The Insurer shall not be liable for Loss on account of any Claim made
against any Insured . . . for an actual or alleged violation of the Fair
Labor Standards Act
(except the Equal Pay Act), the National Labor
Relations Act, the Worker Adjustment and Retraining Notification Act,
the Consolidated Omnibus Budget Reconciliation Act of 1985, the
Occupational Safety and Health Act, the Employee Retirement Security
Act of 1974, any workers’ compensation, unemployment insurance,
social security, or disability benefits law
, other similar provisions of
any federal, state, or local statutory or common law
or any
amendments, rules or regulations promulgated under any of the
foregoing; provided, however, this exclusion shall not apply to any
Claim for any actual or alleged retaliatory treatment on account of the
exercise of rights pursuant to any such law, rule or regulation.

emphasis added. 

The question was whether "other similar provisions" modified all the listed exclusions, or just the underlined exclusions.  The court found that even though bad grammar was used, the clause excluded all claims arising out of the Fair Labor Standards Act or other similar state law. 

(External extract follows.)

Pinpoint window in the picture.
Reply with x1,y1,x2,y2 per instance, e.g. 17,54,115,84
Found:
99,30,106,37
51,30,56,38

The court held that bad grammar did not make the clause ambiguous and even quoted Groucho Marx: 

The opinion states:

All this underscores that, while the rules of English grammar often afford a valuable starting point to understanding a speaker’s meaning, they are violated so often by so many of us that they can hardly be safely relied upon as the end point of any analysis of the parties’ plain meaning. So it is that Groucho Marx could joke in Animal Crackers, “One morning I shot an elephant in my pajamas. How he got into my pajamas I’ll never know,” leaving his audience at once amused by the image of a pachyderm stealing into his night clothes and yet certain that Marx meant something very different. In the more mundane task of contract interpretation, we must be no less entitled to acknowledge the parties’ plain meaning without being straight-jacketed by a grammatical rule into reaching a patently unintended result.

Grammar and Groucho in an insurance policy interpretation case. Doesn’t get much better than that!